Here we go again
Originally Posted by siadam,Sep 16 2010, 10:55 PM
lol.
Personaly if I had to do it over again, I should have kept my 30r and maxed it out.
550whp on the street w/a meth kit would be killer imo.
Live/learn.
Personaly if I had to do it over again, I should have kept my 30r and maxed it out.
550whp on the street w/a meth kit would be killer imo.
Live/learn.
You gave me inspiration to do just that on Ptuning's kit w/ GT30r and stock HG.
Only am shooting for just a little above 500whp
My fear is the returnless fuel system.
Would it be a good thing to lose the squirters on big power stock engines also since the stock engine has forged pistons or is it better to just leave them in? I always thought the squirters were needed because of the old 2 hole squirters causing problems and Honda switched to the 4 hole to combat this.
Originally Posted by Spoolin,Sep 17 2010, 01:56 AM
Would it be a good thing to lose the squirters on big power stock engines also since the stock engine has forged pistons or is it better to just leave them in? I always thought the squirters were needed because of the old 2 hole squirters causing problems and Honda switched to the 4 hole to combat this.
People say the stock pistons are forged, but they are not the same type of forging as a CP piston or other aftermarket piston. Just from looking @ them anyway.
Originally Posted by 1SlowSi,Sep 17 2010, 05:13 AM
Why get rid of the oil squirters to begin with? Its not like they are hindering your performance.
(quote from my cousin).
Plugging the squirters is done to provide more lubrication, not lose it, by increasing the oil pressure at the main and rod bearings. Like Adam said it will help keep your oil cooler also, there is no need to spray 200 degree oil on the bottom of the pistons and rods to help cool them in a forged motor. When you're quadrupling the stock output of a motor it's good to have a little higher oil pressure to absorb the shock on the journals, because you can't make the journals larger lol.

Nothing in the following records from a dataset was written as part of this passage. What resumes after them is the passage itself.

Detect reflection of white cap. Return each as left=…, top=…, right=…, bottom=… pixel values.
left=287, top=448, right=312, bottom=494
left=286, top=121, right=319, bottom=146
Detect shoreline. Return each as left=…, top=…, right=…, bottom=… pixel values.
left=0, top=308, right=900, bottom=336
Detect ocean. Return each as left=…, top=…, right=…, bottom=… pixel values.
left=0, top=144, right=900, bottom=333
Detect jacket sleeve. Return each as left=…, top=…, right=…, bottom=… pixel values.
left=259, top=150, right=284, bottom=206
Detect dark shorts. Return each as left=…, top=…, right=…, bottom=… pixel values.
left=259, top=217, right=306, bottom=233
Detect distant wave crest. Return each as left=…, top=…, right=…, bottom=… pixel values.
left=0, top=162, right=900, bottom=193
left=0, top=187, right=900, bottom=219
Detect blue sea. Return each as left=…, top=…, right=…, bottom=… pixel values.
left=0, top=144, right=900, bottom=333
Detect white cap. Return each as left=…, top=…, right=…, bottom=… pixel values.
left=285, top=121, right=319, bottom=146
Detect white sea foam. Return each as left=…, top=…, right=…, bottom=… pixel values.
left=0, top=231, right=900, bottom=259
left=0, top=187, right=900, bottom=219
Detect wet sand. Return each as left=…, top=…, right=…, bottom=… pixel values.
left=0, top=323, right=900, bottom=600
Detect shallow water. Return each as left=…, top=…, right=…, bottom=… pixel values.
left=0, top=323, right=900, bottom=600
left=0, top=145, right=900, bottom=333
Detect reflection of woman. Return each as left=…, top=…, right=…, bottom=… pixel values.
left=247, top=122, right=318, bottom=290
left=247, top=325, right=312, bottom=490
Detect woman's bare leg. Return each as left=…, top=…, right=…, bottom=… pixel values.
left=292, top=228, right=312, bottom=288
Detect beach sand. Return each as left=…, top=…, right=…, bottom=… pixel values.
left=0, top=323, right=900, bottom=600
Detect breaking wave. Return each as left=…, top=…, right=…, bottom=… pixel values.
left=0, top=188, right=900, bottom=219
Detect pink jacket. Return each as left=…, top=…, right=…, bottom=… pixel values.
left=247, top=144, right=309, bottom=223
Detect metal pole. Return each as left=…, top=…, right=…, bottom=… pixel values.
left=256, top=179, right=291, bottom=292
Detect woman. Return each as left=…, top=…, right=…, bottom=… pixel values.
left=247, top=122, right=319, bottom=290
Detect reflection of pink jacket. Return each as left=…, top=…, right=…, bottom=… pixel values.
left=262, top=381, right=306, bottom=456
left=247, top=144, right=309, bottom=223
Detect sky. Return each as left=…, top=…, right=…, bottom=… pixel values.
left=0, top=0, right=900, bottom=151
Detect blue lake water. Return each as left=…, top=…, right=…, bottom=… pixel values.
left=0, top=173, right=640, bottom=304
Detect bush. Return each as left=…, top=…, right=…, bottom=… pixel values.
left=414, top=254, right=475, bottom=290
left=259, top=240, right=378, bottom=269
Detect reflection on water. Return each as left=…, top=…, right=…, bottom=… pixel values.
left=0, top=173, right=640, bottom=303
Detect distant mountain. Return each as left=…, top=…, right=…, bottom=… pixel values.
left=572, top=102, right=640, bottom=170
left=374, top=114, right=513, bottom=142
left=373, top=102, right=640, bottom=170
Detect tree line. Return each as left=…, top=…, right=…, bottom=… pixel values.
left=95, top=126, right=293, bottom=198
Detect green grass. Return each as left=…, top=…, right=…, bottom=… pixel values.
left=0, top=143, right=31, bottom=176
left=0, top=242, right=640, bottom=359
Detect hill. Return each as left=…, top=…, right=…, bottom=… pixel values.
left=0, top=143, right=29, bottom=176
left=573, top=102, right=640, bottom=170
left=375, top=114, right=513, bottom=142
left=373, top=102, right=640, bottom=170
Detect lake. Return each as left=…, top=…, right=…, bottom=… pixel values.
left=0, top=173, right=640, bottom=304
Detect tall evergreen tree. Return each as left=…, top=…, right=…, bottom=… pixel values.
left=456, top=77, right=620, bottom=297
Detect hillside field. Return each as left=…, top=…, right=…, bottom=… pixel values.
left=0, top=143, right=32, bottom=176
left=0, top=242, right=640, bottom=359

Plugging the squirters is done to provide more lubrication, not lose it, by increasing the oil pressure at the main and rod bearings. Like Adam said it will help keep your oil cooler also, there is no need to spray 200 degree oil on the bottom of the pistons and rods to help cool them in a forged motor. When you're quadrupling the stock output of a motor it's good to have a little higher oil pressure to absorb the shock on the journals, because you can't make the journals larger lol.

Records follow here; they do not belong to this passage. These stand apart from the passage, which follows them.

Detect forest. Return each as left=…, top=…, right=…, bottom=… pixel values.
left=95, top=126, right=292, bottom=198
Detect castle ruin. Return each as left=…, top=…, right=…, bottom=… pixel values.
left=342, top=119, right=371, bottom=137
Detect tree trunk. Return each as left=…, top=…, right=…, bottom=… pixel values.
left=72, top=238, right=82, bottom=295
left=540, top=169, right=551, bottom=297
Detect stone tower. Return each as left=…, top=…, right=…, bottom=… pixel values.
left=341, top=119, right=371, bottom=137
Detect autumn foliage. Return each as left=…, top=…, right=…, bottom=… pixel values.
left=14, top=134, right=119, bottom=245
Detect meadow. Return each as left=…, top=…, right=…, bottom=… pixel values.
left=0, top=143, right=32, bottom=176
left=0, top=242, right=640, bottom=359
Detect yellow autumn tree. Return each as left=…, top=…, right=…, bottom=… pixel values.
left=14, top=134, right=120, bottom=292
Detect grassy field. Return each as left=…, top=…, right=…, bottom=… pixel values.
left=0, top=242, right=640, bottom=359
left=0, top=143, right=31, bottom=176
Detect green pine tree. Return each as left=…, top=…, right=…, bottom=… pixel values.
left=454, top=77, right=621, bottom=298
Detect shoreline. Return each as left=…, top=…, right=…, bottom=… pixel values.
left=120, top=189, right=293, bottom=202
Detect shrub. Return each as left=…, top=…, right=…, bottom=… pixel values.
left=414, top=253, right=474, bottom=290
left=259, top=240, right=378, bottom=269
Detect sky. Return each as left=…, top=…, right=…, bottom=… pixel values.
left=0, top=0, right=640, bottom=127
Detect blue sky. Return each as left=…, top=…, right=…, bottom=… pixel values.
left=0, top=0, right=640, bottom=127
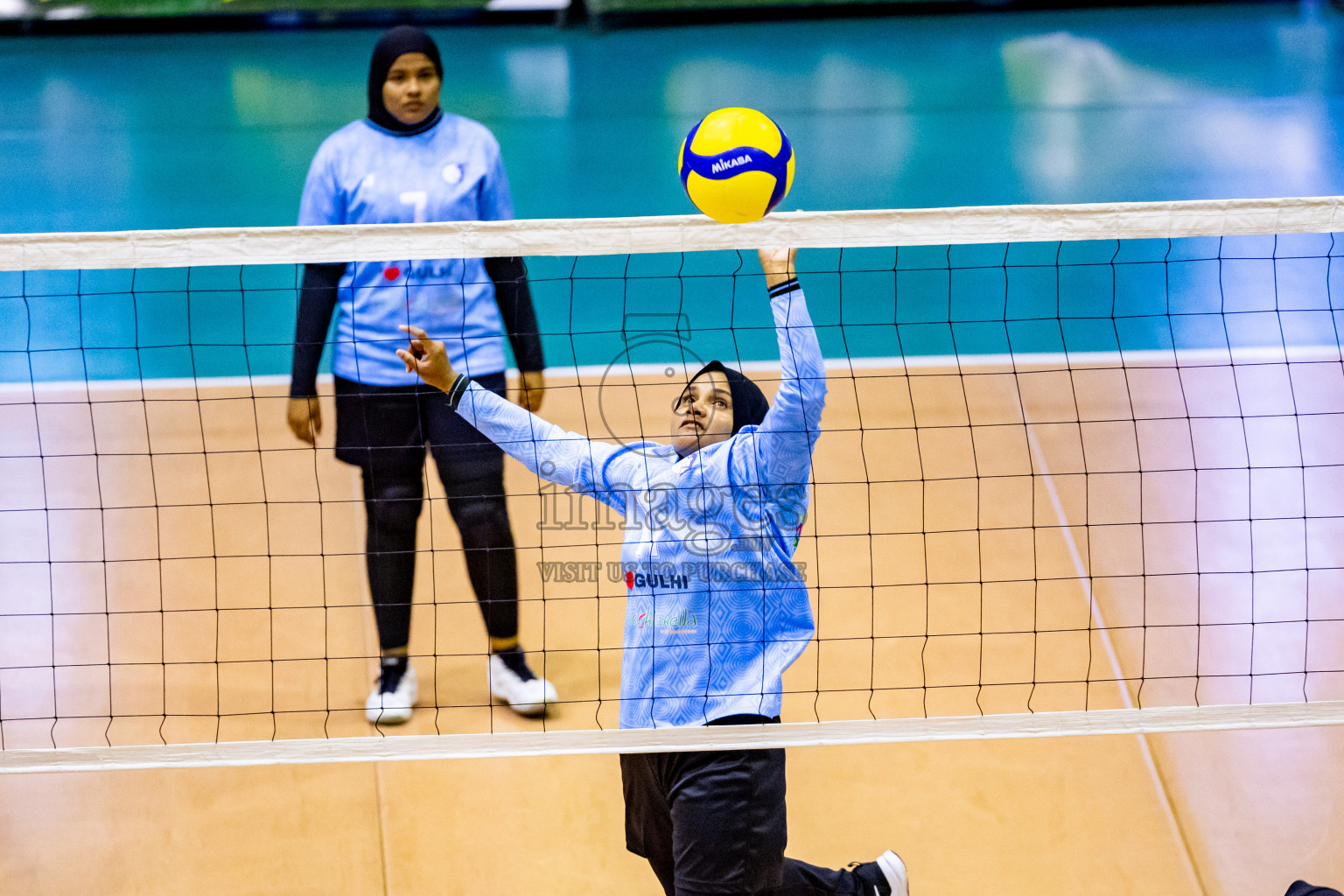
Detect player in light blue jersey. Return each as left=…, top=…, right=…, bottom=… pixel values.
left=289, top=25, right=556, bottom=724
left=398, top=250, right=907, bottom=896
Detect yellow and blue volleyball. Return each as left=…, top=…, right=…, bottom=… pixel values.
left=680, top=108, right=793, bottom=224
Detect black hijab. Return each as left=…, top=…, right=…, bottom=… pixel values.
left=691, top=361, right=770, bottom=435
left=368, top=25, right=444, bottom=137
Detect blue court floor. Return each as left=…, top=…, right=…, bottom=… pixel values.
left=0, top=3, right=1344, bottom=380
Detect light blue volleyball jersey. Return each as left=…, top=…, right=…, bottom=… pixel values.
left=458, top=281, right=827, bottom=728
left=298, top=114, right=514, bottom=386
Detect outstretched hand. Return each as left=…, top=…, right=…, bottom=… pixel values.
left=757, top=248, right=798, bottom=286
left=396, top=326, right=457, bottom=392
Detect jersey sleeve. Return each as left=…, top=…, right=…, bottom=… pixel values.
left=732, top=279, right=827, bottom=489
left=298, top=137, right=346, bottom=227
left=480, top=137, right=514, bottom=220
left=457, top=383, right=647, bottom=516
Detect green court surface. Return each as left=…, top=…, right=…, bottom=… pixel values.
left=0, top=3, right=1344, bottom=382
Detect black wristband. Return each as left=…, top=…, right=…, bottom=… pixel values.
left=444, top=374, right=472, bottom=411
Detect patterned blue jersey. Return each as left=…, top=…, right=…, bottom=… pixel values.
left=298, top=114, right=514, bottom=386
left=458, top=281, right=827, bottom=728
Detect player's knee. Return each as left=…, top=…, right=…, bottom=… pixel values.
left=364, top=480, right=424, bottom=535
left=447, top=496, right=514, bottom=548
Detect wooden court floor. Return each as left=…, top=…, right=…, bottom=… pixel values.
left=0, top=359, right=1344, bottom=896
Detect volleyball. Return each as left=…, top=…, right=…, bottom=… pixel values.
left=679, top=108, right=793, bottom=224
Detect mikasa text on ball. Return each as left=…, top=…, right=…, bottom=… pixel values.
left=680, top=108, right=793, bottom=224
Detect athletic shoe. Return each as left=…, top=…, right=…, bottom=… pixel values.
left=364, top=660, right=418, bottom=725
left=850, top=849, right=910, bottom=896
left=491, top=650, right=559, bottom=716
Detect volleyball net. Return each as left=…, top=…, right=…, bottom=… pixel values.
left=0, top=198, right=1344, bottom=771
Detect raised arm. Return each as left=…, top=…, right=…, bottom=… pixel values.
left=396, top=326, right=642, bottom=513
left=739, top=250, right=827, bottom=485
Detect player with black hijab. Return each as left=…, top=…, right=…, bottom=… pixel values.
left=288, top=25, right=556, bottom=723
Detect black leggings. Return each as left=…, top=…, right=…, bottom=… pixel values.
left=336, top=374, right=517, bottom=650
left=364, top=451, right=517, bottom=650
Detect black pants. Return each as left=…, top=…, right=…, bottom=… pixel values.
left=621, top=718, right=860, bottom=896
left=336, top=374, right=517, bottom=650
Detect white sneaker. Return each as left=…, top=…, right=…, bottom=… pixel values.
left=878, top=849, right=910, bottom=896
left=364, top=661, right=419, bottom=725
left=489, top=653, right=559, bottom=716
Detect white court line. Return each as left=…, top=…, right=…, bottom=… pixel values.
left=1023, top=427, right=1208, bottom=896
left=0, top=700, right=1344, bottom=773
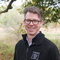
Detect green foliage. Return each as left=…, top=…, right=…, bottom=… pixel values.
left=0, top=6, right=6, bottom=12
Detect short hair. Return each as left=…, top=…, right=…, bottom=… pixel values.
left=24, top=6, right=43, bottom=20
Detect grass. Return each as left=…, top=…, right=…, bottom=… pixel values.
left=0, top=10, right=60, bottom=60
left=0, top=43, right=14, bottom=60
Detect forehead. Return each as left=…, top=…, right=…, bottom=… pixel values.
left=25, top=12, right=40, bottom=19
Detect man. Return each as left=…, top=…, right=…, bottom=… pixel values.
left=14, top=6, right=59, bottom=60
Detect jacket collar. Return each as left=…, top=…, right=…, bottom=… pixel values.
left=22, top=31, right=44, bottom=45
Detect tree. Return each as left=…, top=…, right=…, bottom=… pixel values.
left=0, top=0, right=16, bottom=14
left=19, top=0, right=60, bottom=23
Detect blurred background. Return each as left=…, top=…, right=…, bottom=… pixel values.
left=0, top=0, right=60, bottom=60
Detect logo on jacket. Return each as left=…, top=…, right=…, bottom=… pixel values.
left=31, top=51, right=40, bottom=60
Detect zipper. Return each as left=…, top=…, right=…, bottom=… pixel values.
left=25, top=47, right=28, bottom=60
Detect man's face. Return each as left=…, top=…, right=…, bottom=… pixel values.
left=24, top=12, right=43, bottom=35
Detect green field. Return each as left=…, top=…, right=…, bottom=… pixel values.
left=0, top=10, right=60, bottom=60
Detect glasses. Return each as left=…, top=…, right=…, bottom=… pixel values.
left=24, top=19, right=41, bottom=25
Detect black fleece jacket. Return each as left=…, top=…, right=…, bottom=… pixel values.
left=14, top=32, right=59, bottom=60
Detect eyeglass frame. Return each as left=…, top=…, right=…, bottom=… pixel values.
left=24, top=19, right=42, bottom=25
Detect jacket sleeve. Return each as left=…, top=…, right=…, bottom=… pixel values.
left=13, top=45, right=18, bottom=60
left=48, top=46, right=59, bottom=60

Originally Posted by EternalLx,Sep 17 2010, 12:48 AM
Subscribed
You gave me inspiration to do just that on Ptuning's kit w/ GT30r and stock HG.

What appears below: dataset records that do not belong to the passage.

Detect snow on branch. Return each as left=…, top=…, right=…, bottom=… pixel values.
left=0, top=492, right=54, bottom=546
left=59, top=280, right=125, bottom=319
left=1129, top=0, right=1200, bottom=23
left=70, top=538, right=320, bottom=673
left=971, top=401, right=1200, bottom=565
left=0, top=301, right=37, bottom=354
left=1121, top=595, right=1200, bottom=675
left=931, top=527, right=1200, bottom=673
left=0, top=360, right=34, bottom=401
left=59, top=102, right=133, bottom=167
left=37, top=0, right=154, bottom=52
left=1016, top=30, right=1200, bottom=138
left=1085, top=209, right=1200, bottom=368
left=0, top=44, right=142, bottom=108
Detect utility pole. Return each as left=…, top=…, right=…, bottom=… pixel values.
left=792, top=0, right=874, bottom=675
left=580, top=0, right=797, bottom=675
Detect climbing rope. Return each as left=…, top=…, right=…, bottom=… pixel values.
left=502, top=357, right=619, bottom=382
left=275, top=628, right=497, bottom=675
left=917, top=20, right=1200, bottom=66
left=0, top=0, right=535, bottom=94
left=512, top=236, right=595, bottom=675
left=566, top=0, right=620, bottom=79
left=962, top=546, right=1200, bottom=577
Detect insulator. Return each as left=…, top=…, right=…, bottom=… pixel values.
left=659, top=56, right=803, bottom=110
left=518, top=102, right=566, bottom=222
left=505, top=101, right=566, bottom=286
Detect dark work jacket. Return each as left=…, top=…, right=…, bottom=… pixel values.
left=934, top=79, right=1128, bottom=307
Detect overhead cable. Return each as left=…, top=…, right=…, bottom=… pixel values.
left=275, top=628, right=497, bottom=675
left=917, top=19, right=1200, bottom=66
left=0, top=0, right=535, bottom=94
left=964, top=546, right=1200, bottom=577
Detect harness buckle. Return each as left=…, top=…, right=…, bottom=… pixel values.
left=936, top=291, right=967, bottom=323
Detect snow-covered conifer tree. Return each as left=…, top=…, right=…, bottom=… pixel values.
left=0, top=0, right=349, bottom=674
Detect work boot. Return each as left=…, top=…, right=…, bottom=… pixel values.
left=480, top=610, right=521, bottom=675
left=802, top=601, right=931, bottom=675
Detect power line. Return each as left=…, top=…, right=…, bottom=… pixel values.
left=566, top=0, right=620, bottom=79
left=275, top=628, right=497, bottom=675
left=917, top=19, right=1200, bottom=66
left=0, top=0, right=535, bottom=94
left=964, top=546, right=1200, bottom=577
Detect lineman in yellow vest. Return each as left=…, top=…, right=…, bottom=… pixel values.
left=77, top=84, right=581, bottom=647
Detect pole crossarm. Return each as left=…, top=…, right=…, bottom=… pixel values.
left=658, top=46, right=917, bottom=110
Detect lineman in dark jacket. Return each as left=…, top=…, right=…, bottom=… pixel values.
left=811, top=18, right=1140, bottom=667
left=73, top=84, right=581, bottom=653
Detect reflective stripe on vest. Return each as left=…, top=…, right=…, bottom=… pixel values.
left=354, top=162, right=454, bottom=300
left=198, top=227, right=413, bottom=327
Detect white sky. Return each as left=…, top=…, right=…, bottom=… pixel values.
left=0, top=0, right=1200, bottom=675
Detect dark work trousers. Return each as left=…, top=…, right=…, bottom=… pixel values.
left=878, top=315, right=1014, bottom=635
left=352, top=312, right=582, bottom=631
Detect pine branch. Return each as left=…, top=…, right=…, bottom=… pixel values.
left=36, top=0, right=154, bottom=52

Only am shooting for just a little above 500whp
My fear is the returnless fuel system.
You gave me inspiration to do just that on Ptuning's kit w/ GT30r and stock HG.
Only am shooting for just a little above 500whp
My fear is the returnless fuel system.
Originally Posted by 1SlowSi,Sep 17 2010, 05:13 AM
Why get rid of the oil squirters to begin with? Its not like they are hindering your performance.
There are soo many people making good power with the squirters in place. I dont see a reason to remove them especially if you are daily driving your car. Removing them does not increase your lubricatoin, your piston pin, and cylinder wall receive lubrication from the oil squirters. So any oil pressure you gain on the bottom end you, you will lose lubricatoin in outer areas.
Now if you are strictly drag racing then I can see the beneifit of less oil weight on the bottom of the piston/rod. I guess it all depends on what you plan on doing with the car.
My bearings need the oil more than the bottom of my pistons.. block em off.
the squirters are not there to lube anything, only "cool" the pistons.
how do you think "normal" motors get the pin and cylinder walls lubed?
it comes from the rod bearings.. that sprays onto the cylinder walls, then the oil control ring forces the oil on the cylinder wall through the holes in the piston to the wrist pin.
the squirters are not there to lube anything, only "cool" the pistons.
how do you think "normal" motors get the pin and cylinder walls lubed?
it comes from the rod bearings.. that sprays onto the cylinder walls, then the oil control ring forces the oil on the cylinder wall through the holes in the piston to the wrist pin.